Cartas para Júlia - Pt. I

No seu aniversário de cinco anos, você ganhou uma motocicleta rosa de brinquedo. Quando tentou abrir a caixa, no seu ímpeto desajeitado de menina eufórica, acertou seu próprio rosto com o papelão pontudo e duro. Você se aproximou de mim com seus olhos de cílios imensos e me perguntou se estava sangrando. Meu amor, você só descobriu o que era sangrar quando seu dente caiu, uma semana antes. E desde aquele dia, sempre que você sentia dor, perguntava se estava sangrando.
Queria ter uma maneira doce de te dizer que nem tudo que dói, sangra. Que nem tudo que aflige dá pra curar com band-aid. Que poucos dias antes do seu aniversário, quando disseram pra você que a vovó tinha ido pro céu e você correu na minha direção e sorriu, dizendo que ela tinha virado estrela, eu doí tanto e desabei de chorar nos seus ombrinhos porque essa é uma das dores que dói sem sangrar, e por isso dói pra sempre.
No seu aniversário de cinco anos, eu quis te dar o mundo. Quis te dar tudo de maravilhoso. Tive tanto medo do que você ainda vai sofrer que quis te vestir com a minha pele. Quis te absorver e te proteger com minha carne.

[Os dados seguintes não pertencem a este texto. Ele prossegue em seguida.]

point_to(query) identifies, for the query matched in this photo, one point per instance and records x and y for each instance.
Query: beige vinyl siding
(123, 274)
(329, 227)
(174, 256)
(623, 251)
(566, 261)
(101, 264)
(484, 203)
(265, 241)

Amor, não vou conseguir te explicar todas as coisas. Talvez não consiga te explicar coisa alguma. Quando seus olhos marrons me fitam com tanta admiração, eu me sinto forte. Você me faz dançar com os pés machucados só pra te ver sorrir. E você me abraça e diz que me ama. Que quando crescer, quer ser bailarina. Não, não... "bal-larina", como você realmente fala.
Minha Maria Júlia, levo flores pra acalmar seu sono e te digo que você é bonita do jeito que é. Espero que você se aceite e viva bem, porque você é a poesia e a meninice que vive em mim. Você é um bálsamo pro meu coração.
Minha menina, você é a melhor versão de mim. Você é o que me mantém. Você é o bem personificado -- a proteção da minha alma.